I was stopped in my tracks this weekend by a famous but familiar quotation written in bold letters on the wall of London’s V&A museum. The quote was: “The best way to predict the future is to invent it”, and it was credited from the early 70s to Alan Kay of Xerox’s influential PARC research function (where it was effectively a mantra).
Although the originator of this quote may be moot (derivations have attributed to the likes of Drucker, Lincoln and Gabor) its relevance to marketing in 2017 is anything but, and that’s why it resonated with me so profoundly.
Context is key – the quote features at the very end of the V&A’s landmark ‘Revolution’ exhibition, tracing the transformations in culture that were unleashed in the 1960s, and are still reverberating today. I visited eager to understand more about the explosions in creativity around music, art, design, fashion and culture that defined the 60s, and whilst there was much exciting material on that (including original Beatles suits and song lyrics), there were also much more challenging sections on war, politics, environmentalism, marketing and technology. By the end, I had to reappraise my opinion of this period, recognising that it had both highs and lows; challenges as well as opportunities; and was sometimes characterised struggle, sacrifice, disharmony and conflict.
On reflection, its obvious that such negative implications are inevitable consequences of profound transformations in society – people respond with different levels of resistance and willingness, and sometimes they are downright hostile. For every opportunity for positive change, there is an equal one for negative change, and different groups will have divergent opinions on what falls into each of these categories.

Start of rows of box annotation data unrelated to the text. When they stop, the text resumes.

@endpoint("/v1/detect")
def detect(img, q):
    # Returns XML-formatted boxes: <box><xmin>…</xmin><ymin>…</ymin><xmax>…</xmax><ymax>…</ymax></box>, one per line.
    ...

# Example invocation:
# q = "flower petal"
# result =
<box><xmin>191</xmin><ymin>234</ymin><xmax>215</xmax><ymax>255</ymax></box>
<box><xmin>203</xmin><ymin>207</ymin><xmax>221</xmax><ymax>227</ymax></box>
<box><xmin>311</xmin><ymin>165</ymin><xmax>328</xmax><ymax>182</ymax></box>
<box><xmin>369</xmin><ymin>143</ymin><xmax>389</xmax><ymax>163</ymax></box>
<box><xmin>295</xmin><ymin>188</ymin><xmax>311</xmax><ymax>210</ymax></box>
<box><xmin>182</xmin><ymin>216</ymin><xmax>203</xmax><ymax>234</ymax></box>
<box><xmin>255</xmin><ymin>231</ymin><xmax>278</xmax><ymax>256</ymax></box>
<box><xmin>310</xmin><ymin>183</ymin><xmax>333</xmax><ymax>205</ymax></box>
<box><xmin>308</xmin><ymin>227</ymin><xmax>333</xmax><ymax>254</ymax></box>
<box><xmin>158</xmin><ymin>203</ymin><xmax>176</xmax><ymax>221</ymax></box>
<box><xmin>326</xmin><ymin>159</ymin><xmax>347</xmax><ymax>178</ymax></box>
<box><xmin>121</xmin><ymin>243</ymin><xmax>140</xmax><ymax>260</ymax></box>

The biggest transformation impacting on today’s society is obviously digitisation, and the mixture of challenges and opportunities to emerge from this evolve and mutate almost daily, impacting on every aspect of our lives, for both good and bad. For every viral message of goodwill, or new online business opportunity, there is a fake news site or an extremist commentator, spreading lies and stirring fear and discontent – as 2016 has shown us.
For marketers, the implications of digitisation are more profound than in many other professions – it places practitioners in a situation where they are constantly required to question and re-evaluate what they are doing and how they are doing it, in the knowledge that there are likely to be better, faster, easier or just trendier ways out there. This can be stressful, confusing and exhausting; making the job simply unmanageable for some.
But for me, this is where the Alan Kay quote becomes empowering, or a clarion call for action and a new state of mind. Instead of being reactive and responsive to the change defined elsewhere, marketers must increasingly seek to invent their own futures – to define or shape the environment, context and manner in which brands engage and connect with buyers. Never before has the environment been so fluid, or have the opportunities for fresh, transformational thinking been so many and varied. Not even in the halcyon days of the 1960s.
To invent your own future requires a bold and decisive mindset, a willingness to think different and explore new scenarios, and the ability to pivot to align with and embrace new technologies and opportunities.
I believe such attributes are not just nice-to-haves: they will become increasingly essential to enable us to withstand the challenges ahead, and whatever 2017 throws at us.